Multidrug Resistance

Discovery of the first eukaryotic ABC transporter protein came from studies on tumor cells and cultured cells that exhibited resistance to several drugs with unrelated chemical structures. These cells were shown to express elevated levels of multidrug-resistance (MDR) transport protein which was originally called P-glycoprotein (P-gp), but it is also referred to as multidrug resistance protein 1 (MDR1) or ABCB1. This protein uses ATP hydrolysis, just like the other ABC transporters, to export a large variety of drugs from the cytosol to the extracellular medium. In multidrug-resistant cells, the MDR1 gene is frequently amplified in multidrug-resistant cells. This results in a large overproduction of the MDR1 protein. The substrates of mammalian ABCB1 are primarily planar, lipid-soluble molecules with one or more positive charges. All of these substrates compete with one another for transport, suggesting that they bind to the same or overlapping sites on the protein. Many of the drugs that are transported out by ABCB1 are small, nonpolar drugs that diffuse across the extracellular medium into the cytosol, where they block various cellular functions.
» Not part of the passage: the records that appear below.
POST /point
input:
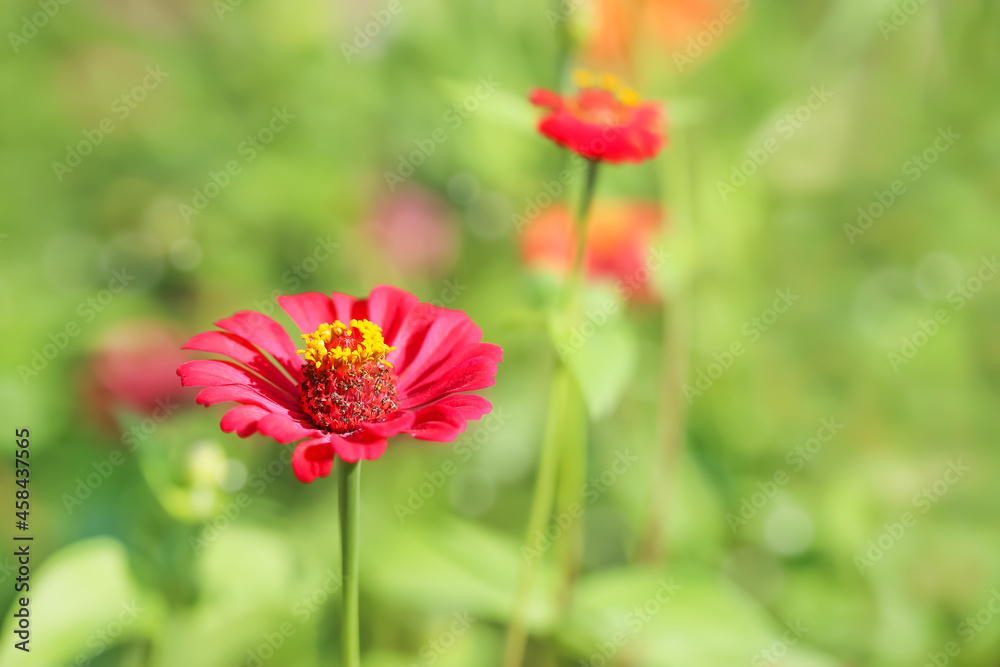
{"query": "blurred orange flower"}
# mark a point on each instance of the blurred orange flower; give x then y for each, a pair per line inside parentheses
(620, 244)
(673, 24)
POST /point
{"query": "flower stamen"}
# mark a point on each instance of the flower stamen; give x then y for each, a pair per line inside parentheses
(348, 380)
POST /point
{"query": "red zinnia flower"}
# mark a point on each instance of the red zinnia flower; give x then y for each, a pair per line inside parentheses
(602, 122)
(619, 243)
(133, 368)
(395, 367)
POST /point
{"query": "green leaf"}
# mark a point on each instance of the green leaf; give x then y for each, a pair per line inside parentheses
(83, 601)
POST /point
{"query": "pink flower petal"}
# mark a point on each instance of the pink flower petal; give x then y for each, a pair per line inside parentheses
(243, 420)
(241, 350)
(246, 395)
(470, 406)
(312, 459)
(266, 334)
(285, 429)
(437, 422)
(388, 308)
(213, 373)
(308, 310)
(347, 308)
(398, 423)
(352, 451)
(477, 373)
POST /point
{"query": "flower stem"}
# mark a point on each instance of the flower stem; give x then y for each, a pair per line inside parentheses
(349, 496)
(674, 368)
(578, 271)
(563, 403)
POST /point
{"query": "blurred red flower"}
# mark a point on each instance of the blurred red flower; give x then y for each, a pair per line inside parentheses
(133, 368)
(398, 366)
(675, 26)
(619, 244)
(603, 121)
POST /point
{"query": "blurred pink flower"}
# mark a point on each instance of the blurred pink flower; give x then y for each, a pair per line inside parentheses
(414, 229)
(134, 368)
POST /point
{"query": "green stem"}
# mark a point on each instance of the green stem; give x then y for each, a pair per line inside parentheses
(673, 413)
(545, 489)
(349, 494)
(578, 272)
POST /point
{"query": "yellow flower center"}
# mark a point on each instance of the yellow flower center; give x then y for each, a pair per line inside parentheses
(609, 82)
(346, 378)
(334, 345)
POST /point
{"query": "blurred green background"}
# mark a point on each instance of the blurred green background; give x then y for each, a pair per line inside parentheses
(223, 153)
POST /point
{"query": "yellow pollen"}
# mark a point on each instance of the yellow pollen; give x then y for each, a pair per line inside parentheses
(585, 79)
(371, 347)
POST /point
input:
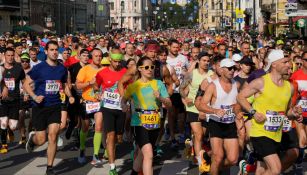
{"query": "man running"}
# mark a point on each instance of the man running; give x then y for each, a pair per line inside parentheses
(46, 112)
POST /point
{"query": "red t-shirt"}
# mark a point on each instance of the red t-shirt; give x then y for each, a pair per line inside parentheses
(70, 61)
(300, 95)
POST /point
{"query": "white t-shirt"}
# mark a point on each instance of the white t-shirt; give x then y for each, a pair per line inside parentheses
(181, 65)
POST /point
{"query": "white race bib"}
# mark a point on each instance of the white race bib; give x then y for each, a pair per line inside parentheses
(274, 120)
(92, 107)
(52, 86)
(111, 100)
(287, 125)
(229, 117)
(10, 83)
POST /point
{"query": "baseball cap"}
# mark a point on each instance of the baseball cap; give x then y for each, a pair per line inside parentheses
(273, 56)
(226, 62)
(236, 57)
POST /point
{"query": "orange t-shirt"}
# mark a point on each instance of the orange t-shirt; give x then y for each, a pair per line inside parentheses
(86, 74)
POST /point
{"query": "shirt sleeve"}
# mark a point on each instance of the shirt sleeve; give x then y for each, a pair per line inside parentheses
(162, 89)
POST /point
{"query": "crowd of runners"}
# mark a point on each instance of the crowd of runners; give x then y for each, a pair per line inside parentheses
(231, 99)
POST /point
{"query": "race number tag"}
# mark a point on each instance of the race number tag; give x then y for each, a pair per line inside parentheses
(287, 125)
(229, 116)
(303, 104)
(111, 100)
(52, 86)
(274, 120)
(92, 107)
(150, 119)
(10, 83)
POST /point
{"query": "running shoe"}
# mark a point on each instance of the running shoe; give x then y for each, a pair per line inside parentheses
(242, 168)
(113, 172)
(50, 172)
(4, 149)
(30, 145)
(204, 166)
(96, 161)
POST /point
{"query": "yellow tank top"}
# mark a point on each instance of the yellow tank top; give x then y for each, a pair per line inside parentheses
(272, 102)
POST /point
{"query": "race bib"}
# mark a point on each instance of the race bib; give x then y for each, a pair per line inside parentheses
(229, 117)
(10, 83)
(62, 96)
(111, 100)
(274, 120)
(287, 125)
(52, 86)
(92, 107)
(150, 119)
(303, 104)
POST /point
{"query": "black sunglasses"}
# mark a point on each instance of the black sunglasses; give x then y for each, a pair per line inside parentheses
(231, 68)
(147, 67)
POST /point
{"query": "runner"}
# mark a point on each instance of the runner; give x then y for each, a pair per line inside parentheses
(221, 96)
(47, 105)
(181, 65)
(114, 118)
(13, 75)
(271, 106)
(85, 81)
(145, 127)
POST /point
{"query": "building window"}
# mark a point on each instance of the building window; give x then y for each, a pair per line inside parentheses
(112, 5)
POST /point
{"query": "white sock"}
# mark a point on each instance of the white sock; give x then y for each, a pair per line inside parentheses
(112, 166)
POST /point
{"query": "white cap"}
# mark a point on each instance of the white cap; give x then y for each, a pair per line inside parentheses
(273, 56)
(227, 63)
(236, 57)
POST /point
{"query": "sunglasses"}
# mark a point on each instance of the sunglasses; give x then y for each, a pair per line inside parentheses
(231, 68)
(147, 67)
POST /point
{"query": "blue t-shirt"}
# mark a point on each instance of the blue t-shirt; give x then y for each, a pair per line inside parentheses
(48, 81)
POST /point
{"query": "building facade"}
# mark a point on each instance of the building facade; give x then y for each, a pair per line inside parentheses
(130, 14)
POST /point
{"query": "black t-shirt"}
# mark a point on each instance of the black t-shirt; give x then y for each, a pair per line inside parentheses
(12, 78)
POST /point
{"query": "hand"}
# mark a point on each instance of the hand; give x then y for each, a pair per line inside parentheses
(202, 116)
(219, 112)
(26, 98)
(39, 99)
(71, 100)
(93, 81)
(189, 102)
(157, 94)
(260, 118)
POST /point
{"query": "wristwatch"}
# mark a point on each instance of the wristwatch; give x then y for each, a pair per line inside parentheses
(252, 112)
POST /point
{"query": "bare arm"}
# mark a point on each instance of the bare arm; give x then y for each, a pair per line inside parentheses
(125, 79)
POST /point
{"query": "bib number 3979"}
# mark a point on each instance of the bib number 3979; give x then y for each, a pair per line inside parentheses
(150, 119)
(52, 86)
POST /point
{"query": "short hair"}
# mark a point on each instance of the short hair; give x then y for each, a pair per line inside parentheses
(172, 40)
(51, 43)
(9, 49)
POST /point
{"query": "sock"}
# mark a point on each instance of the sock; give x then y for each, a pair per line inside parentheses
(133, 172)
(3, 136)
(83, 136)
(112, 166)
(97, 142)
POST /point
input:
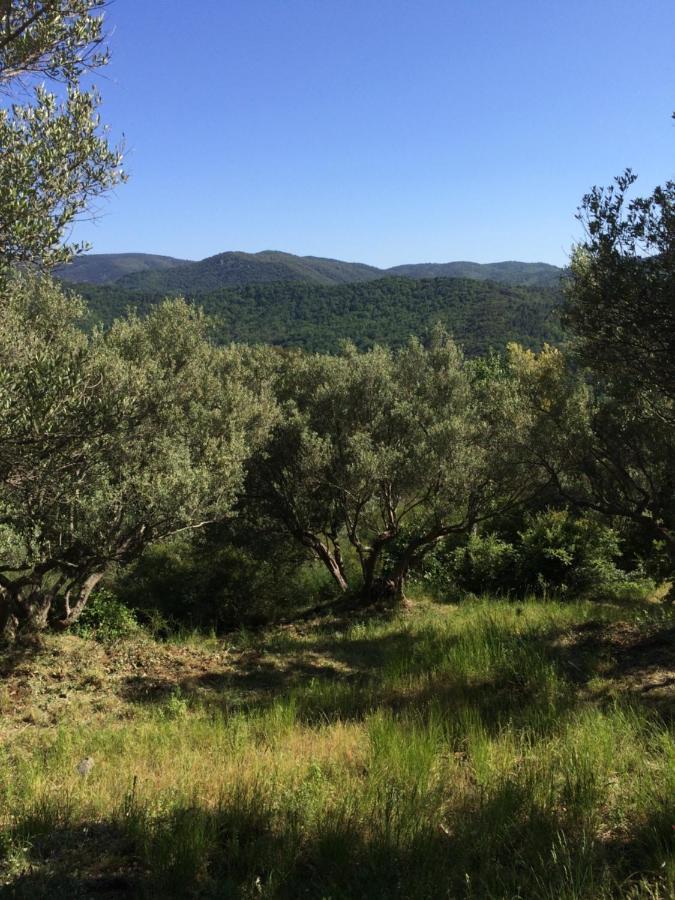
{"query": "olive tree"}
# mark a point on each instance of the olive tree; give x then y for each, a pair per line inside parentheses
(613, 454)
(107, 443)
(386, 453)
(55, 158)
(620, 294)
Drugs such as colchicine and vinblastine, which block assembly of microtubules, freely cross the membrane into the cytosol, but the export of these drugs by ABCB1 reduces their concentration in the cell. Therefore, it takes a higher concentration of the drugs is required to kill the cells that express ABCB1 than those that do not express the gene.
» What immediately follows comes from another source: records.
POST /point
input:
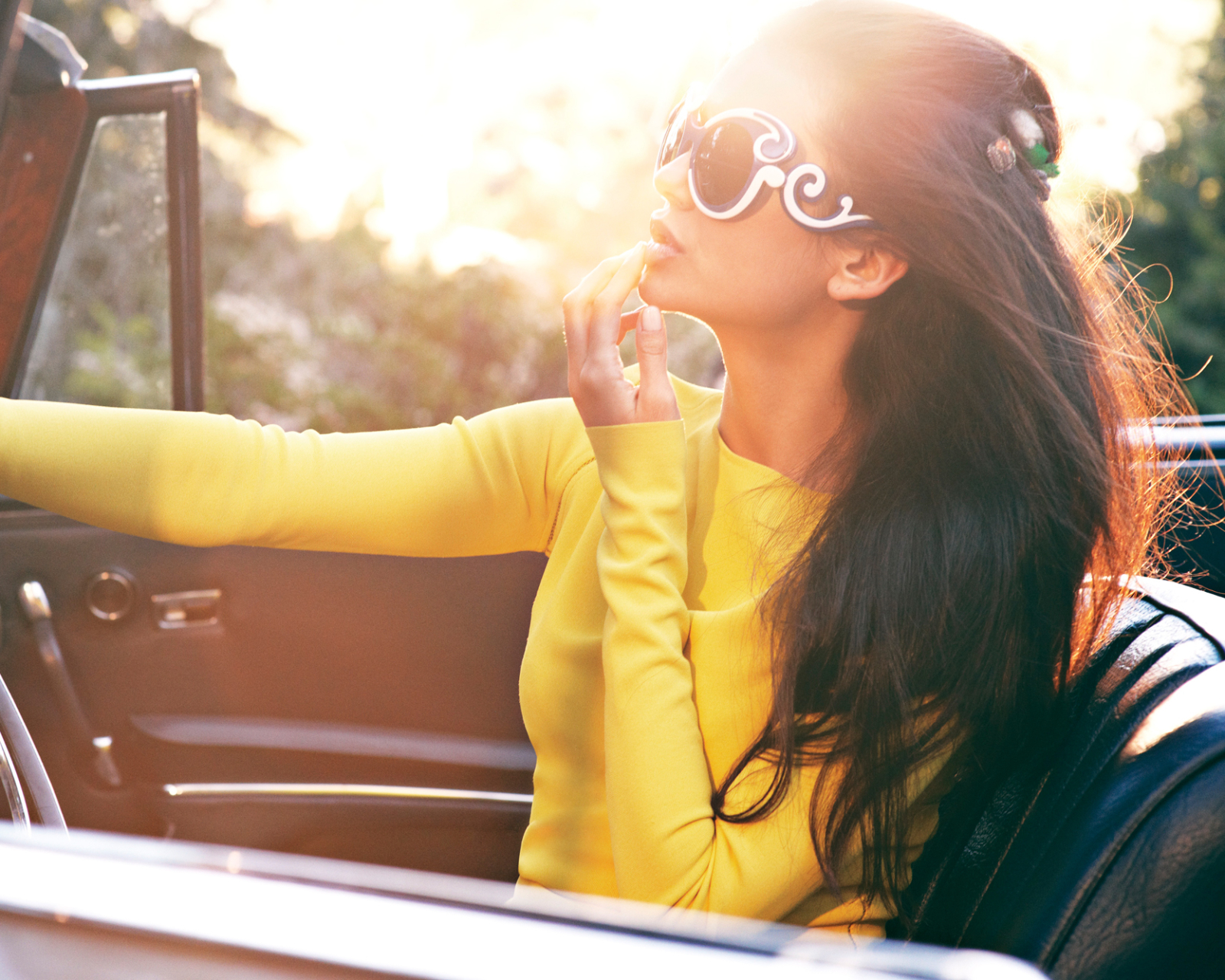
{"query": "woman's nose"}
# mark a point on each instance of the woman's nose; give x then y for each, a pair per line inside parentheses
(671, 181)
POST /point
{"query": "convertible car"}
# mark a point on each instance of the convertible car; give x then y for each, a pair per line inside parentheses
(251, 763)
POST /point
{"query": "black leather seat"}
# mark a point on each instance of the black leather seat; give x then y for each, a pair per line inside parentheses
(1106, 858)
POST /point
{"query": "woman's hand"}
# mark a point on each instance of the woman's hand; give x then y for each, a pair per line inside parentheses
(594, 328)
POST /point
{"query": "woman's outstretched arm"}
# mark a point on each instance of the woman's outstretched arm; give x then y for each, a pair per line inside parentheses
(488, 485)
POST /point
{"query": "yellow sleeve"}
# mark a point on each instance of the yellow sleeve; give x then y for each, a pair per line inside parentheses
(490, 485)
(668, 848)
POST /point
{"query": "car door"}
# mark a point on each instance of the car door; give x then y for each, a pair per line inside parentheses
(347, 706)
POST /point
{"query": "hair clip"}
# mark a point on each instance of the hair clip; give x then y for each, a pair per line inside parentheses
(1033, 142)
(1001, 156)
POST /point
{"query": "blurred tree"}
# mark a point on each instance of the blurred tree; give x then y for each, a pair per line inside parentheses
(312, 332)
(1178, 233)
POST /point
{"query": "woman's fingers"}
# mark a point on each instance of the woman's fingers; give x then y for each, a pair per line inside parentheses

Other ABC tranporters that contribute to multidrug resistance are ABCC1 (MRP1) and ABCG2 (breast cancer resistance protein).
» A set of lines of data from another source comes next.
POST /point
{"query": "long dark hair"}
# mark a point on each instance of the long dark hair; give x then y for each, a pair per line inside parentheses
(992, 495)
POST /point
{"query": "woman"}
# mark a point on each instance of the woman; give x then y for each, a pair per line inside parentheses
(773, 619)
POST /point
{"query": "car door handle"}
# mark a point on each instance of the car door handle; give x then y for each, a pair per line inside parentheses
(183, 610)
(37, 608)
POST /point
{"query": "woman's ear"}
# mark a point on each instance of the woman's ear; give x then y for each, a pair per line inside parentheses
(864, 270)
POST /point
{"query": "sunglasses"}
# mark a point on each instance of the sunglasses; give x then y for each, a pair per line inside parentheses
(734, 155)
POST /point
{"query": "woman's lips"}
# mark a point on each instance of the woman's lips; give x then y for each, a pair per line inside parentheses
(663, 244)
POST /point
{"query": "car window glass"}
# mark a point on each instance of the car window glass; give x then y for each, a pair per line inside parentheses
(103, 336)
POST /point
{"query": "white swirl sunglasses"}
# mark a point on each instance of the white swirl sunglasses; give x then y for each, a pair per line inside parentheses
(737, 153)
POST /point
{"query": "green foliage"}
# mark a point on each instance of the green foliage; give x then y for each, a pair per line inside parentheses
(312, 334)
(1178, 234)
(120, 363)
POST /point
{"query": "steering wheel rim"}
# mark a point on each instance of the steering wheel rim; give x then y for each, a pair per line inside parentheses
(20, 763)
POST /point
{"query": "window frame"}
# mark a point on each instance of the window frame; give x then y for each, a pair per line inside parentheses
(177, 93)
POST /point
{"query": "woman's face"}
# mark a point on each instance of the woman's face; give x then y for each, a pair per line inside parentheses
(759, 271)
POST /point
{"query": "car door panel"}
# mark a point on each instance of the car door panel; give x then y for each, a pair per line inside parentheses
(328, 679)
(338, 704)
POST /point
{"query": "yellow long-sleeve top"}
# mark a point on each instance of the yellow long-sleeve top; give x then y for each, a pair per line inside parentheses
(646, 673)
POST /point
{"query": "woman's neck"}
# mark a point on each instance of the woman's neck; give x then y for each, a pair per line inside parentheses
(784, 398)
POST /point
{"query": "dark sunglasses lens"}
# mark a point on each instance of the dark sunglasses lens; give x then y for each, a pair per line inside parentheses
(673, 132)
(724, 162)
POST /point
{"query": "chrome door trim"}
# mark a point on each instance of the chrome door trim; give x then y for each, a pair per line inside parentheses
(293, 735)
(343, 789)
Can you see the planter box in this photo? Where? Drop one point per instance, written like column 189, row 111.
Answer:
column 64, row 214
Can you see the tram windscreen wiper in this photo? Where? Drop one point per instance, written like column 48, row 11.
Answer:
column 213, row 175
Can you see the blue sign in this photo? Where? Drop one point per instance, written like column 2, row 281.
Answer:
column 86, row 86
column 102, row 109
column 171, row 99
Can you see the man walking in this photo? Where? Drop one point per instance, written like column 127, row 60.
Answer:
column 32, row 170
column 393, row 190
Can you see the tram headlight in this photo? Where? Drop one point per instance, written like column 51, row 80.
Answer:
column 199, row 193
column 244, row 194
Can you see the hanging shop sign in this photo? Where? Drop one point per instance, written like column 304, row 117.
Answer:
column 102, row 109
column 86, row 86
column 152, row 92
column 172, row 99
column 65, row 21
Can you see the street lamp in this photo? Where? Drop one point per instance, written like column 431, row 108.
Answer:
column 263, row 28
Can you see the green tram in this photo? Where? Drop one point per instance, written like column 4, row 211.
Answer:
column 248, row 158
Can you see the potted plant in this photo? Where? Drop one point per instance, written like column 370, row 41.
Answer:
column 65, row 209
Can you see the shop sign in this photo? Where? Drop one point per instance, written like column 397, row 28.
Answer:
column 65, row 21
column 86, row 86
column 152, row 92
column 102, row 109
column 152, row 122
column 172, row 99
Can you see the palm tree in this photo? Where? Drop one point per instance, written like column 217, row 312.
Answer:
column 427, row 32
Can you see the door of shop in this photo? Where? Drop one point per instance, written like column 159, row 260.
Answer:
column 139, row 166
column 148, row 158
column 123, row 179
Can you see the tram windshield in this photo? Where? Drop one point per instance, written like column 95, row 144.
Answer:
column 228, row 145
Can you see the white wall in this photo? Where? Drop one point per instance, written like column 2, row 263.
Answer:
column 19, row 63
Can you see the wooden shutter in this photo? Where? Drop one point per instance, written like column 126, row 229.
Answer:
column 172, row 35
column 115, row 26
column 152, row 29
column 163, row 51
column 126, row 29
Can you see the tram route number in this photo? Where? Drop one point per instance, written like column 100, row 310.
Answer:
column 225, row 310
To solve the problems associated with multidrug-resistance by MDR1, different types of drugs can be used or the ABC transporters themselves must be inhibited. For other types of drugs to work they must bypass the resistance mechanism, which is the ABC transporter. To do this other anticancer drugs can be utilized such as alkylating drugs (cyclophosphamide), antimetabolites (5-fluorouracil), and the anthracycline modified drugs (annamycin and doxorubicin-peptide). These drugs would not function as a substrate of ABC transporters, and would thus not be transported. The other option is to use a combination of ABC inhibitory drugs and the anticancer drugs at the same time. This would reverse the resistance to the anticancer drugs so that they could function as intended. The substrates that reverse the resistance to anticancer drugs are called chemosensitizers.